La Route du Rock de Saint-Malo, fort de Saint Père, vendredi 10 août 2001

   Ça commence à devenir une habitude : pour la deuxième année, le festival a été ouvert par un groupe mené par un artiste non européen installé en Allemagne : après le canadien Gonzales et son show déjanté l’an passé, ce fut à la Sud-coréenne Valérie Trebeljahr, exilée à Munich et âme de Lali Puna (qui signifie « la fille de Puna », Puna étant sa ville natale) qu’incomba la lourde tâche d’ouvrir les festivités, sous le soleil. On connaissait l’electro pop, l’electro jazz et la techno minimaliste, mais pas tellement l’électro-cold chanté. C’est maintenant chose faite sur scène grâce à Lali Puna, qui ont pour supporters Radiohead, qui adorent leur album « Tridecoder ». Mais la musique électronique noisy de Lali Puna, à peine teinté par le chant faiblard de la très réservée Valérie Trebejahr n’est pas forcément très adapté aux festivals d’été, même si leur venue relève d’une louable intention des organisateurs : ouvrir le festival au delà du rock et de la pop qui ont fait sa renommée. C’est ce qu’on appelle un amuse gueule : si l’on devait filer la métaphore, disons que c’est comme l’olive fourrée à l’anchois : s’il y en a qui adorent, la plupart des gens n’y touchent pas.

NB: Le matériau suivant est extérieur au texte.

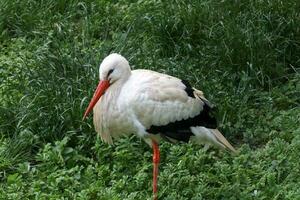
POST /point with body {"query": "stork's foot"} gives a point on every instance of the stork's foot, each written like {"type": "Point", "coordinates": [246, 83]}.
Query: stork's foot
{"type": "Point", "coordinates": [156, 158]}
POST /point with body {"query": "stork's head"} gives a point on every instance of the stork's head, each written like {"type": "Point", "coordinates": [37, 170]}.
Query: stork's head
{"type": "Point", "coordinates": [113, 69]}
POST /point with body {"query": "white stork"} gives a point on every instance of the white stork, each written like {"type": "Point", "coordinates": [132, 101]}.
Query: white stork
{"type": "Point", "coordinates": [152, 106]}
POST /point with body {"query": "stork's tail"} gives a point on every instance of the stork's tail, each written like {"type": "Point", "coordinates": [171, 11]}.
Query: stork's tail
{"type": "Point", "coordinates": [222, 140]}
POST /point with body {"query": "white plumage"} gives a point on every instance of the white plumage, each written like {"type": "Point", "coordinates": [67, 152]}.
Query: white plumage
{"type": "Point", "coordinates": [152, 106]}
{"type": "Point", "coordinates": [139, 99]}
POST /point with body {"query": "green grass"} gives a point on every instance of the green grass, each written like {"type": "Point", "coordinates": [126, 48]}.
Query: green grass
{"type": "Point", "coordinates": [245, 56]}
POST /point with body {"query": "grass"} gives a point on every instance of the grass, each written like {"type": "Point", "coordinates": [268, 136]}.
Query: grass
{"type": "Point", "coordinates": [245, 56]}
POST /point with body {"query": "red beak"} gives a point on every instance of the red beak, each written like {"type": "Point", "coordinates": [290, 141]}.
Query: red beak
{"type": "Point", "coordinates": [102, 86]}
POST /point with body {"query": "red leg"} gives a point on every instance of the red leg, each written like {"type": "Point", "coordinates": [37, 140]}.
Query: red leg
{"type": "Point", "coordinates": [156, 158]}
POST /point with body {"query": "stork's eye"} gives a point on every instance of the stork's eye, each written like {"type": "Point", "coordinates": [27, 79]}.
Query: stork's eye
{"type": "Point", "coordinates": [109, 72]}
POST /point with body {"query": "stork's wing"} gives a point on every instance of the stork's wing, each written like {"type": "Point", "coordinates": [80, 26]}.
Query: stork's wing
{"type": "Point", "coordinates": [165, 104]}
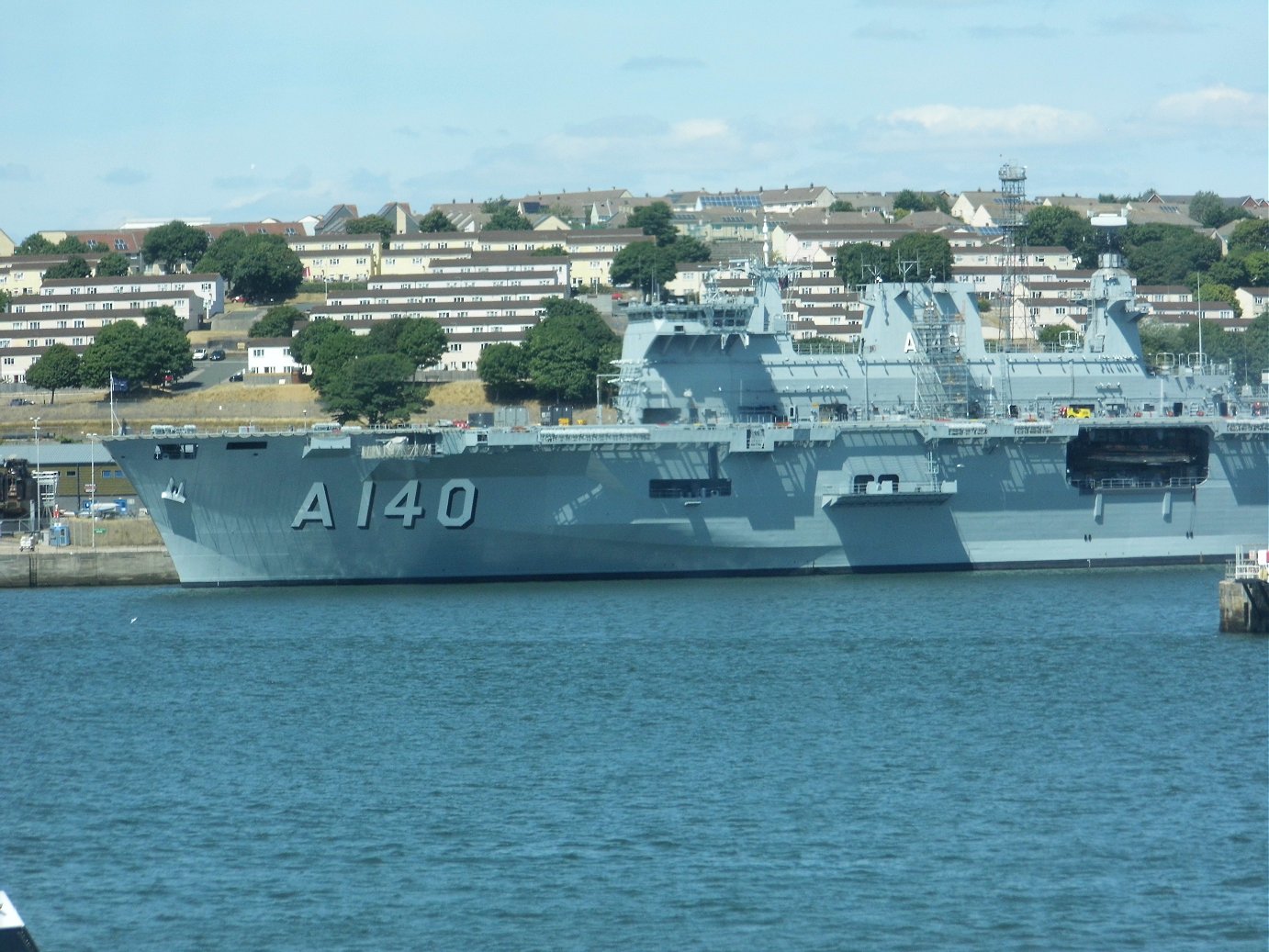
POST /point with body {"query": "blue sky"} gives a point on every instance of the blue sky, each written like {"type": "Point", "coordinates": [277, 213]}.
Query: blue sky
{"type": "Point", "coordinates": [236, 110]}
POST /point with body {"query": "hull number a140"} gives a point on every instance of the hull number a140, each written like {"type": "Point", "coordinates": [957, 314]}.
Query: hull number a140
{"type": "Point", "coordinates": [455, 508]}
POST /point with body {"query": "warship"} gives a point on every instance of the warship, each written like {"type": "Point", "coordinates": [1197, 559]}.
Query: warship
{"type": "Point", "coordinates": [735, 454]}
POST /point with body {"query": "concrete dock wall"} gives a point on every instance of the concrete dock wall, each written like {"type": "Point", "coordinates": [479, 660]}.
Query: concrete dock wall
{"type": "Point", "coordinates": [100, 566]}
{"type": "Point", "coordinates": [1245, 606]}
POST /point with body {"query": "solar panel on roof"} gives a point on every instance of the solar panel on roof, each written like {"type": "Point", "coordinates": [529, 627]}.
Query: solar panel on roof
{"type": "Point", "coordinates": [730, 202]}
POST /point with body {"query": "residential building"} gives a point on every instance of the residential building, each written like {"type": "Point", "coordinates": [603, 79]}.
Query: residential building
{"type": "Point", "coordinates": [271, 357]}
{"type": "Point", "coordinates": [1252, 301]}
{"type": "Point", "coordinates": [142, 289]}
{"type": "Point", "coordinates": [338, 256]}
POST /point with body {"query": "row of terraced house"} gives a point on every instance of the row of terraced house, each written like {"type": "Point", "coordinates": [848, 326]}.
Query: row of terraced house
{"type": "Point", "coordinates": [486, 287]}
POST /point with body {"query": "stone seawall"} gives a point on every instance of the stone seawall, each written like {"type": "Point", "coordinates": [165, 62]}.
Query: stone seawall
{"type": "Point", "coordinates": [102, 566]}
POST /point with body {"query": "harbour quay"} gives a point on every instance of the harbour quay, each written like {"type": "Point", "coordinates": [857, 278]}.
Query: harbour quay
{"type": "Point", "coordinates": [52, 566]}
{"type": "Point", "coordinates": [1245, 594]}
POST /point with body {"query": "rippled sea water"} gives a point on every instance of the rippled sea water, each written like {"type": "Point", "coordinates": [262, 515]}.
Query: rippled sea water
{"type": "Point", "coordinates": [1009, 760]}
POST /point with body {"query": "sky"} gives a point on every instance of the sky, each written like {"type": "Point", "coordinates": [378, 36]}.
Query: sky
{"type": "Point", "coordinates": [235, 110]}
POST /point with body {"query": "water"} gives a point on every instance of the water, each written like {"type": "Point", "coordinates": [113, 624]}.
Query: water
{"type": "Point", "coordinates": [1059, 760]}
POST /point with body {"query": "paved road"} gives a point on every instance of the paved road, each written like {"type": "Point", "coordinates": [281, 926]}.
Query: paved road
{"type": "Point", "coordinates": [207, 374]}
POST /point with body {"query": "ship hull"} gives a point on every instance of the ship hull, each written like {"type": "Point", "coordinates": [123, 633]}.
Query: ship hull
{"type": "Point", "coordinates": [590, 503]}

   Ceux qui avaient vu Ladytron à Benicassim une semaine auparavant en avaient dit le plus grand bien, mais force est de constater que les Mancuniens n’ont pas une prèsence folle sur scène. Cela n’a ide pas à rentrer dans leur univers très clinique, et surfant sur le revival eighties, avec un son rappelant par bien des aspects celui d’Orchestral Manoeuvres in The Dark. Tom Mc Rae, lui, a une présence certaine : à l’aide de belles chansons, servies par de belles orchestrations, il arrive à captiver son auditoire, même si l’ambiance sombre et enfumée d’un club sied mieux à ses airs tristes. C’est beau, tellement beau qu’il n’y a rien a en dire, ça s’écoute et on passe à autre chose, affaire classée. Et puis on attend le gros son. Et la déferlante tant attendue arriva, sous la forme de l’ouragan Mogwaï, emmené par un Stuart rasé et l’air peu commode, prêt à faire rugir les guitares et à ouvrir les vannes du barrage sonore. Le leader aime prendre son temps avant de faire parler la poudre, alors qund un homme de l’assistance se prend à crier « what are you waiting for ? Play louder ! », il lève à peine un regard agacé et murmure « shiiiit » pour lui même, visiblement mécontent d’être ainsi dérangé. Est-ce pour se venger qu’il assènera au public un morceau de 24 minutes (dont une bonne moitié constituée de bruit blanc) pour finir le set ? On a bien eu droit à un déluge de décibels ; tant pis si on est sourds quand on sera vieux.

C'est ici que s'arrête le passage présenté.